Elyria woman victimized by con artists posing as DEA agents

Fake investigators told her she faced drug charges

ELYRIA, Ohio - It was a phone call Heather Fogerty of Elyria never expected to come her way.

Con artists posing as DEA agents called her home and told her she was facing serious drug charges.

"It was Special Agent Martinez from the DEA, and they wanted me to call them back about an investigation," explained Fogerty.

"When they called me back, they said unfortunately we have bad news, that there is a warrant out for your arrest, that you tried to order pills from a pharmacy in the Dominican Republic three times. I said, no I didn't. I said that's not me. I didn't know if someone else was using my name."

Fogerty told NewsChannel5 she was in fear of being falsely accused, the con-artist kept her on the phone for two hours, ordering her to wire money via Western Union or she would be arrested in less than an hour.

"He said he had to talk to the judge, that if I paid $1,500 that they could take the warrant away," said Fogerty.

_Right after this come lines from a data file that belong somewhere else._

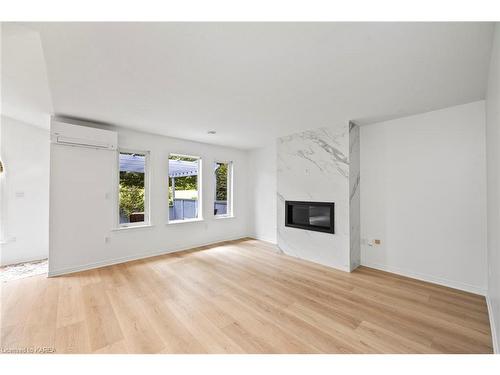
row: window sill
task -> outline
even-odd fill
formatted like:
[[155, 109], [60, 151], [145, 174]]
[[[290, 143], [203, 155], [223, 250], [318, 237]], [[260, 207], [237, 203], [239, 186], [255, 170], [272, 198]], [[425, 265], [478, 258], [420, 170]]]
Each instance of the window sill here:
[[224, 219], [235, 219], [234, 215], [214, 215], [215, 220], [224, 220]]
[[122, 230], [129, 230], [129, 229], [147, 229], [147, 228], [153, 228], [154, 225], [152, 224], [144, 224], [144, 225], [130, 225], [128, 227], [118, 227], [118, 228], [113, 228], [111, 229], [112, 232], [120, 232]]
[[204, 219], [170, 220], [167, 222], [167, 225], [184, 224], [184, 223], [198, 223], [201, 221], [204, 221]]

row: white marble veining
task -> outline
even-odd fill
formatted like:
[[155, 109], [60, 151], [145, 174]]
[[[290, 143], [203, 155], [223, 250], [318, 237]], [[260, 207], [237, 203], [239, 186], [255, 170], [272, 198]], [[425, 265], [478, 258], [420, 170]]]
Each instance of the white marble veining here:
[[359, 126], [349, 123], [349, 235], [351, 271], [361, 263]]
[[[286, 254], [349, 271], [348, 124], [279, 138], [277, 153], [278, 246]], [[285, 227], [285, 200], [335, 202], [335, 234]]]

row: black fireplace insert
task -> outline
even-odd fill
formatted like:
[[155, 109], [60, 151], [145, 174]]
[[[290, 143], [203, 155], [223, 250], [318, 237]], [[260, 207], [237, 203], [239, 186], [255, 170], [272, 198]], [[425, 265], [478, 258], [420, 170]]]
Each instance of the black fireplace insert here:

"They said it carried three and a half to seven years of jail time, and they asked if U.S. Customs had called me. They told me within the next 45 minutes, the U.S. Customs would be coming to my house with a search warrant and arrest me."

Fogerty explained the fake agents told her if she hung up the phone she would be taken to jail, so she went to a Western Union office in Sheffield Lake and wire transferred a $500 down payment to a location in the Dominican Republic.

"I was scared. I couldn't call anyone else - they kept me on the line," said Fogerty. "I was suspicious, but I didn't want to be falsely accused."

Elyria Police Captain Chris Constantino told NewsChannel5 consumers should never wire money unless they know exactly who will be receiving the funds.

Constantino stressed law enforcement would never threaten charges, and then tell someone the charges would be dropped for a fee.

"I've been doing this for 25 years and I can tell you that we certainly don't call people and tell them that there's charges levied against them, especially serious charges, and ask them to give us money and then once the money is circulated, the charges are dropped. That's all done through the courts," said Constantino.

"Anyone who is contacted by someone requesting a wire transfer should hang up and call the police."

Both the DEA and the Elyria police have been called about this case.

Fogerty plans to file a report with the Ohio Attorney General's Office.

NewsChannel5 and newsnet5.com will keep you updated on this developing story.